Well perhaps the headline is an exaggeration but Focaccia is truly one of God’s inventions. Focaccia is an oven-baked bread and is somewhat similar to Pizza but is not exactly the same thing. The dough is a bit like pizza dough in texture and uses high-gluten flour, oil, water, salt and yeast.

Easy to make, this bread and pizza substitute can be made using many different toppings, including, of all things, grapes. This recipe for Schiacciata all’Uva is from the central Italian region of Tuscany. This variation on Focaccia is generally made following the end of harvest, in October and November. We like it anytime.

Red Grape Focaccia or Tuscan Schiacciata

Ingredients for forty 2 inch square pieces:

2 envelopes active dry yeast
Pinch of salt
2 cups of warm water
¼ cup plus 2 tbsp extra virgin olive oil
5 cups of all purpose flour
2 teaspoons sea salt
12 oz of red seedless grapes

Preparation:

Combine the yeast, sugar and water in a small bowl and let sit until bubbly, about 5 minutes. Stir in 2 tablespoons of the olive oil.

Put the flour and salt in the bowl of an electric mixer fitted with the dough hook. Pour in the yeast mixture and mix on low speed until the dough pulls away from the sides of the bowl, 3 to 5 minutes.

Transfer the sticky dough to a generously floured 6 inch square section of a counter or board. Dust the dough liberally with flour, parting the dough to form a rectangle. Let the dough sit for 5 minutes.

Dust your hands with flour and stretch the dough in each direction to twice its size. Fold the dough over itself in three, letter style and form a rectangle. Brush the dough with 1 tablespoon of olive oil, dust with flour and loosely cover with plastic wrap. Let it sit for 1 hour.
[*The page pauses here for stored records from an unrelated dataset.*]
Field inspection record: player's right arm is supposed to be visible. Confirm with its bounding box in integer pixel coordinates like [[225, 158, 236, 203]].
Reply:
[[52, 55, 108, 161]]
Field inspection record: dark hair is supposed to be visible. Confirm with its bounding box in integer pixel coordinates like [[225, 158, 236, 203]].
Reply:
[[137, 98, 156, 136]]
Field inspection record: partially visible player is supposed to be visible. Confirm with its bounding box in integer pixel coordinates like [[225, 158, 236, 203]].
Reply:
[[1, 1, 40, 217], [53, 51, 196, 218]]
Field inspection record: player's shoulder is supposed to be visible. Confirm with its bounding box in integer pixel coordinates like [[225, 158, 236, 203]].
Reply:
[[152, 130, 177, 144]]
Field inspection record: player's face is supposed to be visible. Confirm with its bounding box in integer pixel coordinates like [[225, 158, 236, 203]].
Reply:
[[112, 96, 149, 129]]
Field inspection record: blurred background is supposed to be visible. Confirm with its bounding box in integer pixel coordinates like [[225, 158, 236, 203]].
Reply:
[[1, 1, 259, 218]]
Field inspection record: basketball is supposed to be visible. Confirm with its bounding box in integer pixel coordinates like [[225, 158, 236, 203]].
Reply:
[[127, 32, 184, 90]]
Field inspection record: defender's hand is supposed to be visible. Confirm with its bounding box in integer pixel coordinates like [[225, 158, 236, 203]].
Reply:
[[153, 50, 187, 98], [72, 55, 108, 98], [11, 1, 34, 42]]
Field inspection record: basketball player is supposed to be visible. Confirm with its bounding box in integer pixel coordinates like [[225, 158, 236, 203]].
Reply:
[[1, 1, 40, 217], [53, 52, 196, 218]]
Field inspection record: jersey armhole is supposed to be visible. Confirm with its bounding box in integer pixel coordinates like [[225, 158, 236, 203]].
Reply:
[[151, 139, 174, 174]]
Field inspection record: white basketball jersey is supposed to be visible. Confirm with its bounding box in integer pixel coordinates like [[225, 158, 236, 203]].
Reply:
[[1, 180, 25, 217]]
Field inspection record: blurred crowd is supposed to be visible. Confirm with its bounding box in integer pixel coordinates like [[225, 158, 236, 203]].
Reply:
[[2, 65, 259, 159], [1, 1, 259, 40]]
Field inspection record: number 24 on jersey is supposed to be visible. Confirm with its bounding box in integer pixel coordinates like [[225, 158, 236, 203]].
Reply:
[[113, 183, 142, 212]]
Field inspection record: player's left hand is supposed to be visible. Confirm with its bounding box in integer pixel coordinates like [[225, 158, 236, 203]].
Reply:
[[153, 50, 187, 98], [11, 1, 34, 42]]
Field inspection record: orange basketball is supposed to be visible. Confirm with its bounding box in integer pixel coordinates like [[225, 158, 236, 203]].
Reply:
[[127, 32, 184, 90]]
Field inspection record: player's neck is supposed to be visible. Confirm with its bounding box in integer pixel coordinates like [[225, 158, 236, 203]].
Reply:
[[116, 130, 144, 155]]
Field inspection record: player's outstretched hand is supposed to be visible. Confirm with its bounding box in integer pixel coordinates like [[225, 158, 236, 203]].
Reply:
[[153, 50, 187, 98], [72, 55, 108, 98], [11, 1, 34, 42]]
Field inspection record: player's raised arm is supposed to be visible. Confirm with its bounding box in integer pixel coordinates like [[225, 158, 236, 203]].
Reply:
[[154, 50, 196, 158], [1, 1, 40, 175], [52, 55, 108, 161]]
Meanwhile, line a standard 11 x 17 inch rimmed cookie sheet with parchment paper. Drizzle the remaining 3 tablespoons of olive oil over the parchment and spread it to cover.

Transfer the dough to the cookie sheet with a plastic scraper or spatula, trying to retain the rectangular shape as much as possible. Flip the dough over and use your fingertips to stretch the dough until it fits inside the pan. Distribute the grapes across the dough, pushing them in slightly. Put the dough in a warm place to rise for 1 hour. Alternatively, the dough can be covered loosely with plastic wrap and refrigerated for up to 3 days. Remove the pan from the refrigerator 3 hours before baking.

Preheat oven to 500 F.

Lightly brush the dough with olive oil and sprinkle with salt. Place the pan in the oven, lower the temperature to 450F and bake for 10 minutes. Rotate the pan 180 degrees and continue baking the focaccia until it begins to turn a light golden brown, 10 to 15 minutes. Remove from the oven and transfer to a wire rack. Carefully peel off the parchment if necessary. Cool for at least 20 minutes before slicing and serving.